Exhibit A is the wonderful example set by Ben Barres, who would pause his seminars at the halfway point and go into a short spiel on trans rights. Yes, it was hitting people over the head with it, but some people do still need hitting over the head with it. The people who have never read a preprint because they think they’re unfiltered rubbish, and the successful conservative types who will refer to eLife as a “failed experiment” – these are the people who need the issues shoving in their faces.

The point being that individual scientists – regardless of their position in the hierarchy – can agitate about these issues. They don’t need to have massive online followings or sit on panels or make important decisions – they just have to change the thinking of their labmates, their group leader, their head of department.
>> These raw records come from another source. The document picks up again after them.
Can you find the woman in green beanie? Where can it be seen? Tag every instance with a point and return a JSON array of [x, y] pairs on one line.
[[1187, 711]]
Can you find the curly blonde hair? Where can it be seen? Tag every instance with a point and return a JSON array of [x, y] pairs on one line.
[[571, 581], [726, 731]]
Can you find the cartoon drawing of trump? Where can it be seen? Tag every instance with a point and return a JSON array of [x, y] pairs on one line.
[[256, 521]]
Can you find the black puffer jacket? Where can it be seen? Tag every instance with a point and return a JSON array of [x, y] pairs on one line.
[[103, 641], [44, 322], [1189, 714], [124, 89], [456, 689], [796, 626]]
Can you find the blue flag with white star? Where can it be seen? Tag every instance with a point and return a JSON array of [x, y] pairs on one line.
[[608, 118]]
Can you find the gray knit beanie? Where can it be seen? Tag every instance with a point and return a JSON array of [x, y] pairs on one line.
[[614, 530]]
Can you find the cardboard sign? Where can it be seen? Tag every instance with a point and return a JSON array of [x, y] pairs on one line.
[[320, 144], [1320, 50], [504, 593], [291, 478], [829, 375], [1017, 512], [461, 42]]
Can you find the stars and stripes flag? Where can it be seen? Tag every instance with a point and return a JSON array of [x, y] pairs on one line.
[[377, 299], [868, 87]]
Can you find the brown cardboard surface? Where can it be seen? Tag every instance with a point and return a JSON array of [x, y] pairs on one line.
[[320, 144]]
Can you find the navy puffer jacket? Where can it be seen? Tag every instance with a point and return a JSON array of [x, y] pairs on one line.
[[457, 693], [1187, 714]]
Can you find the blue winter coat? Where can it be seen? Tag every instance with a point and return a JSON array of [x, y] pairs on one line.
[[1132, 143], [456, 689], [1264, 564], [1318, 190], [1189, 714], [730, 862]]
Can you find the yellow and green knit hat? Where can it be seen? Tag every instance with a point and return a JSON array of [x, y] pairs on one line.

Small-sounding as it is, that’s more helpful than participating in online love-ins where everyone is preaching to the choir. The people who register for events and show up for discussions are the ones who are already engaged or at least curious. It’s the ones who don’t register and don’t attend that we need to be targeting.

When we discuss with one another on Twitter and have exchanges with like-minded people and attend webinars and discussion forums, we should see these for what they are: training. They are of best use when we take those experiences and then head out into the wilderness, carrying our beliefs and our convictions and bring them to the wilfully ignorant and the prejudiced and the conservative. If we don’t do those things, we’re like ninja who never leave the dojo. You can train and train and practice and you’ll get really good and probably achieve a level of inner peace, but you will not be changing many people’s minds. That can only happen if they come to you, and to make them come to you, you have to venture out and make them want to. You’ve got to make them want to learn and change and help others – not least the youngest and most vulnerable and easily-exploited members of the profession

So talk to your colleagues. Email your departments. Don’t let offhand remarks that reveal people’s biases go without comment. No matter where you stand in the professional hierarchy, you can make a difference by engaging people locally.

Join the movement and start changing things – from the grassroots up.